Hearty lentils simmered with veggies and herbs for a nourishing, flavor-packed bowl.

# Ingredients List:

→ Main Ingredients

01 - 2 tablespoons olive oil
02 - 1 yellow onion, diced
03 - 3 carrots, sliced
04 - 2 stalks celery, sliced
05 - 1 tablespoon tomato paste
06 - 3 cloves garlic, minced
07 - 1 teaspoon Italian seasoning
08 - 1 teaspoon paprika
09 - 1/2 teaspoon ground cumin
10 - 2 dried bay leaves
11 - Freshly ground black pepper, to taste
12 - 2 cups dry green lentils, sorted and rinsed
13 - 1 can (14.5 ounces) crushed tomatoes
14 - 4 cups vegetable broth
15 - 3 to 4 cups water
16 - 1 tablespoon fresh lemon juice
17 - 2 tablespoons fresh parsley, chopped, for garnish

# How to Make It:

01 - Warm olive oil in a large Dutch oven over medium heat. Add diced onion and sauté for 2 to 3 minutes until softened. Stir in sliced carrots and celery, cooking for 1 minute. Incorporate tomato paste with vegetables and mix until evenly combined. Continue sautéing for 2 to 3 minutes, stirring occasionally.
02 - Add minced garlic, Italian seasoning, paprika, ground cumin, bay leaves, and black pepper to the pot.
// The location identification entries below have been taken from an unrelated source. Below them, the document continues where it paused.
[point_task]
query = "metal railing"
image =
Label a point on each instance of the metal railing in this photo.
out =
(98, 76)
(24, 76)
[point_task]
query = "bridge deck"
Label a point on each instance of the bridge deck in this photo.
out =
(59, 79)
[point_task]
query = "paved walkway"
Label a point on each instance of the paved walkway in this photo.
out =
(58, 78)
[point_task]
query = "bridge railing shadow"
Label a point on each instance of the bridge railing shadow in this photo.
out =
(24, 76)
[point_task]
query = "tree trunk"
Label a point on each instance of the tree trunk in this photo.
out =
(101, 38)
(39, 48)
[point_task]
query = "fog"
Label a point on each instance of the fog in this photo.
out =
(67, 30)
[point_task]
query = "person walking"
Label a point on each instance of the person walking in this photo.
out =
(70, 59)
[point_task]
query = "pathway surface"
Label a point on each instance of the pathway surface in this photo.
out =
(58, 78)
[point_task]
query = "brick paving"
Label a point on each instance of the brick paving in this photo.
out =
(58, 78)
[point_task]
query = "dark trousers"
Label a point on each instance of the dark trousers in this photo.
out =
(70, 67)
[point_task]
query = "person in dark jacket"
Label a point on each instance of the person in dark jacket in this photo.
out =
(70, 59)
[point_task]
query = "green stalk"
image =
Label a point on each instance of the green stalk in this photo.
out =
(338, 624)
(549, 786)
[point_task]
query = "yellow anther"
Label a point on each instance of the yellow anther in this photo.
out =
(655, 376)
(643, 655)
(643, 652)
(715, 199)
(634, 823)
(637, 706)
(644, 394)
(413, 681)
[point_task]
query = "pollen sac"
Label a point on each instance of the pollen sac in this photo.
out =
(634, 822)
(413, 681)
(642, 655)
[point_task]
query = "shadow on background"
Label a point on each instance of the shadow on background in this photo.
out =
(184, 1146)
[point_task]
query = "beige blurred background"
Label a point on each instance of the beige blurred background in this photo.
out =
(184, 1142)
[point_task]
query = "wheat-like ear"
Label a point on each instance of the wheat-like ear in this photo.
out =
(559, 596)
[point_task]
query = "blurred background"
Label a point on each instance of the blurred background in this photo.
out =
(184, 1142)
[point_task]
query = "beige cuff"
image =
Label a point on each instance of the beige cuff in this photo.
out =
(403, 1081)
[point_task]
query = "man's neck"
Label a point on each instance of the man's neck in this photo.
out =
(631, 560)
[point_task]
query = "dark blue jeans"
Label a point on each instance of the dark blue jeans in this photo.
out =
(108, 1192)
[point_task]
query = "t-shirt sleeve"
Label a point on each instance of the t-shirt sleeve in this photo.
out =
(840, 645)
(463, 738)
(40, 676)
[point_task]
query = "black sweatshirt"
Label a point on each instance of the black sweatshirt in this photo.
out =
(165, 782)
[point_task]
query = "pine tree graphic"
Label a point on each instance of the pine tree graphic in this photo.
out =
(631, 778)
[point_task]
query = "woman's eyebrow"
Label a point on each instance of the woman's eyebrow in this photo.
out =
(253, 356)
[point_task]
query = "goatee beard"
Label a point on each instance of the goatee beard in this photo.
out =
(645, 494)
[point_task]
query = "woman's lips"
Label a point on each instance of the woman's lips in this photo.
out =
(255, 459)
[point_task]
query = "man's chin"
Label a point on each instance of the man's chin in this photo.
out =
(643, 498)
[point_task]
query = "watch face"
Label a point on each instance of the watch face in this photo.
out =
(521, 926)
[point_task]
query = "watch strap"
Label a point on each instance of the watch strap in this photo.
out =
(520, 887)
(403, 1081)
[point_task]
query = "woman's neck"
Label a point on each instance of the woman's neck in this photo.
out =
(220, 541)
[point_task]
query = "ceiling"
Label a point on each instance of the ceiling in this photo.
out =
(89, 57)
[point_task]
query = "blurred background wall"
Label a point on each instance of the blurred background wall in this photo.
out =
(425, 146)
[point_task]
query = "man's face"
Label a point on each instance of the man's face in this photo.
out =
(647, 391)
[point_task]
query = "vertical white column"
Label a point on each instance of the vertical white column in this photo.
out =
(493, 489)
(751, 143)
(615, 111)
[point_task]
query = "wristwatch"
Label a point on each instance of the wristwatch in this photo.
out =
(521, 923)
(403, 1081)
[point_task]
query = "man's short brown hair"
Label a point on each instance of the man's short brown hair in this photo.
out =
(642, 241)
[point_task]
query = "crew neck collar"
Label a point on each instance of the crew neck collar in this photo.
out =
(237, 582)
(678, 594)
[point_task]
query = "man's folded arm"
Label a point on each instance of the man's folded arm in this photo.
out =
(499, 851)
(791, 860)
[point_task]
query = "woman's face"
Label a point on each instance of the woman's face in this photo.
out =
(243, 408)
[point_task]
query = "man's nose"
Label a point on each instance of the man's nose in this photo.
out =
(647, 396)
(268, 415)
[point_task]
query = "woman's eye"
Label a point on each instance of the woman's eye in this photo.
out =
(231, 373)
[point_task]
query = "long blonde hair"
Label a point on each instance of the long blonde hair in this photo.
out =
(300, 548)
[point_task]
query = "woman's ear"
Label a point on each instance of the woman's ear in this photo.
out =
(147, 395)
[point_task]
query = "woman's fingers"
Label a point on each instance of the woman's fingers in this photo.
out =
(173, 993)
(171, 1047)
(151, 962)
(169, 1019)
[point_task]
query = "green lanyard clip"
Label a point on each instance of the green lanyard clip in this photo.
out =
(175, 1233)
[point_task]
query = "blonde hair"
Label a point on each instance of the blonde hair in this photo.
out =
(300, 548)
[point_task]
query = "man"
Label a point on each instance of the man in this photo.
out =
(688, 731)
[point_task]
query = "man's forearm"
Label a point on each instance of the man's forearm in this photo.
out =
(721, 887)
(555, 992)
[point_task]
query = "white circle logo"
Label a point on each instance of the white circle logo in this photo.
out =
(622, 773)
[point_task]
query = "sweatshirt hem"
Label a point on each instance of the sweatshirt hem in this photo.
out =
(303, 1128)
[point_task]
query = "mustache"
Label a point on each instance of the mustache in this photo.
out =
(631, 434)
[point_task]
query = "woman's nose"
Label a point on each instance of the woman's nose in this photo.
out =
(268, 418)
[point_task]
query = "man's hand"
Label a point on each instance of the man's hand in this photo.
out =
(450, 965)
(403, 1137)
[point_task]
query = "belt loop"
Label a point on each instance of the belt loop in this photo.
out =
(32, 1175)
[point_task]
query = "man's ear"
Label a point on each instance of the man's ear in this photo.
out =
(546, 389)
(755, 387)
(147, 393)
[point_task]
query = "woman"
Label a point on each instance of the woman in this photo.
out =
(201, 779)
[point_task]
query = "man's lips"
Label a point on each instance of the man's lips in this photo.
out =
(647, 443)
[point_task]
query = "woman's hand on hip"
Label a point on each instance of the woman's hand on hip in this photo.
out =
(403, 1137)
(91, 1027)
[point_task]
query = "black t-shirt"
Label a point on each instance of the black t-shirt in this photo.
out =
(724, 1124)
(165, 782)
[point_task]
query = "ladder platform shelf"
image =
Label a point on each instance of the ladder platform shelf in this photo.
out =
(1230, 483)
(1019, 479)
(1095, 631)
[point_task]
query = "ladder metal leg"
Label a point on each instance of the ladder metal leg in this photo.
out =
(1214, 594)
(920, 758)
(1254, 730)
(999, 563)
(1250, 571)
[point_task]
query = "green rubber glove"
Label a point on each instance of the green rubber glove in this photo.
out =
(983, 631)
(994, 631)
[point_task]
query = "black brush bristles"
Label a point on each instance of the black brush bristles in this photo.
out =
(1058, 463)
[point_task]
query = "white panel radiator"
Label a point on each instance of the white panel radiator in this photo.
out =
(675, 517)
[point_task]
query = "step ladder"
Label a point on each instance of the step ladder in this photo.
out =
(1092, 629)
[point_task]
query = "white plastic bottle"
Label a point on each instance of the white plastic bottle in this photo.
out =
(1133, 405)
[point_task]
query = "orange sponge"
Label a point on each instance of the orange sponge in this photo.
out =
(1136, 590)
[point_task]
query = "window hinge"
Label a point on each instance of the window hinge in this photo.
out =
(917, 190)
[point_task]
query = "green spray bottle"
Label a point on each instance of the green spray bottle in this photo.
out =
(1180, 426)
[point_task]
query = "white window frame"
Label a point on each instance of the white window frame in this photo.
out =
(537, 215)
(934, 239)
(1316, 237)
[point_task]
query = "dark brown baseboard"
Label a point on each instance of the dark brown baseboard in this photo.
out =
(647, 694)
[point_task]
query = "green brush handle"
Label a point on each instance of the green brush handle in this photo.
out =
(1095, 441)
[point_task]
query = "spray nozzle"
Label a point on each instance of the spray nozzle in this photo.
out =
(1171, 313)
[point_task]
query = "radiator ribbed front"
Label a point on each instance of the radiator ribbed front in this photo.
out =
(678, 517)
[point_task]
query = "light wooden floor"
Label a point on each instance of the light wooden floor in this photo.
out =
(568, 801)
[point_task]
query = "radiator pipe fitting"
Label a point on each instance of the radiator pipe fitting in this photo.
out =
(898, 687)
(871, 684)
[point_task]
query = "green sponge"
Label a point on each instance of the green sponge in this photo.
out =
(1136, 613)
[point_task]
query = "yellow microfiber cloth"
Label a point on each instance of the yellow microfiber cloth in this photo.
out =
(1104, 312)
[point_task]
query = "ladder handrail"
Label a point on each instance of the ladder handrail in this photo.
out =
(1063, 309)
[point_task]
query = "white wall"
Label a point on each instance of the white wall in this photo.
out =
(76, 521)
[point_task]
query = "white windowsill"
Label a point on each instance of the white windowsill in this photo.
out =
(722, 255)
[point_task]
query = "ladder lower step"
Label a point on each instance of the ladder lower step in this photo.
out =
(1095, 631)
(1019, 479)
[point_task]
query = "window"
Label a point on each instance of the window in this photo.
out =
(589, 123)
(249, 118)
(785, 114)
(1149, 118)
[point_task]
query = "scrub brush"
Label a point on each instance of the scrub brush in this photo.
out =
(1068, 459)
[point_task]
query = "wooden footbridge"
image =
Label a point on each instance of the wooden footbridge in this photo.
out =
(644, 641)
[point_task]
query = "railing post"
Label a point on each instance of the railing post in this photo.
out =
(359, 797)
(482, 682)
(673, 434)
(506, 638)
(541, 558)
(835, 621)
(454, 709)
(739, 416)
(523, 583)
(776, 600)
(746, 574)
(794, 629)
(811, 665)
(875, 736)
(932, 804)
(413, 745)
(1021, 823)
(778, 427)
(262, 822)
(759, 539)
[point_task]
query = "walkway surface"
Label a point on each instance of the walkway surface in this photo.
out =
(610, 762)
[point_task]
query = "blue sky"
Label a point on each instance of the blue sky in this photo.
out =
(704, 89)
Mix thoroughly and sauté for 1 minute to release aromatic flavors.
03 - Add green lentils, crushed tomatoes, vegetable broth, and 3 cups water to the pot. Stir well and bring mixture to a boil over high heat. Reduce to medium and simmer uncovered for 20 to 30 minutes, stirring occasionally, until lentils are tender. Add extra water if a thinner consistency is desired.
04 - Remove bay leaves and discard. Add lemon juice, and adjust salt and black pepper to taste.
05 - Serve warm, topped with chopped fresh parsley. Refrigerate leftovers for up to 5 days or freeze for up to 2 months.

# Extra Information:

01 - For an oil-free variation, substitute olive oil with 1/4 cup water and continue sautéing as directed, adding more water as needed to prevent sticking.